La reciente medida fue aprobada durante la última sesión ordinaria de la Legislatura antes del recambio parlamentario, y fue impulsada por el legislador del GEN Sergio Abrevaya. Se trata de la prohibición de intervenciones quirúrgicas estéticas sobre animales, entre ellas, la caudectomía (corte de la cola), cordectomía (extirpación de cuerdas vocales), otectomía (corte de orejas), oniquectomía (amputación de garras) y todas las cirugías que “no tengan como finalidad restablecer o preservar el estado de salud”.

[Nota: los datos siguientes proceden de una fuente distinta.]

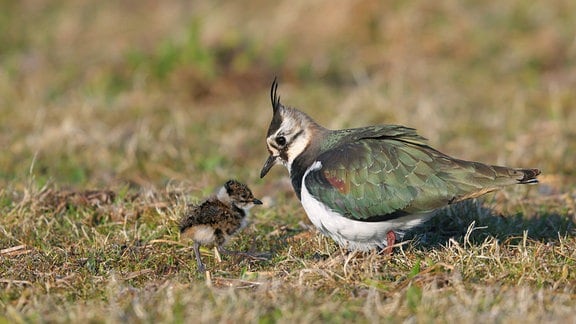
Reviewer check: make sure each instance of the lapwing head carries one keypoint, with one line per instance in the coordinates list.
(237, 194)
(289, 135)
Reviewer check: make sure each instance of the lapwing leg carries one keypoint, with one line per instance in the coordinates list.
(390, 241)
(201, 267)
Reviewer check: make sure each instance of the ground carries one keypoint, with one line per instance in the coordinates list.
(115, 115)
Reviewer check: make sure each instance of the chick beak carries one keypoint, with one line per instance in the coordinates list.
(268, 165)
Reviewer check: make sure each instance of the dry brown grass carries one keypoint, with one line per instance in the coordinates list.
(153, 105)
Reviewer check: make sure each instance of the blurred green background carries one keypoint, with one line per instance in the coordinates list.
(104, 93)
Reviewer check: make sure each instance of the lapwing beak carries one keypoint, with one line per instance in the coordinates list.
(268, 165)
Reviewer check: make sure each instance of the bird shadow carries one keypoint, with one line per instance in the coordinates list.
(455, 222)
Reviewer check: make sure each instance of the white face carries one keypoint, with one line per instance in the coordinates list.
(288, 142)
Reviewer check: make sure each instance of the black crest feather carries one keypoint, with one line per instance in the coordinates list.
(274, 97)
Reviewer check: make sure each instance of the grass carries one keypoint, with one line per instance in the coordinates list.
(116, 115)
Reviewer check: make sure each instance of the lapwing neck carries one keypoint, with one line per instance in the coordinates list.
(303, 161)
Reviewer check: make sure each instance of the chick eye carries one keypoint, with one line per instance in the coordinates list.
(281, 140)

No obstante, la norma advierte que quedan exceptuadas de la prohibición aquellas prácticas que se realicen “bajo prescripción médica por parte de un veterinario matriculado en la Ciudad”.

Según explicó Abrevaya, “este tipo de prácticas aberrantes son realizadas sólo para la satisfacción del humano y no tienen en cuenta el riesgo para los animalesMutilar a los animales por estética ya está prohibido en al menos 18 países y también en varias ciudades del mundo”.

Y destacó: “El bienestar animal nada tiene que ver con su apariencia, por lo tanto estas modificaciones corporales o alteraciones permanentes del cuerpo por motivos estéticos deben ser prohibidas”.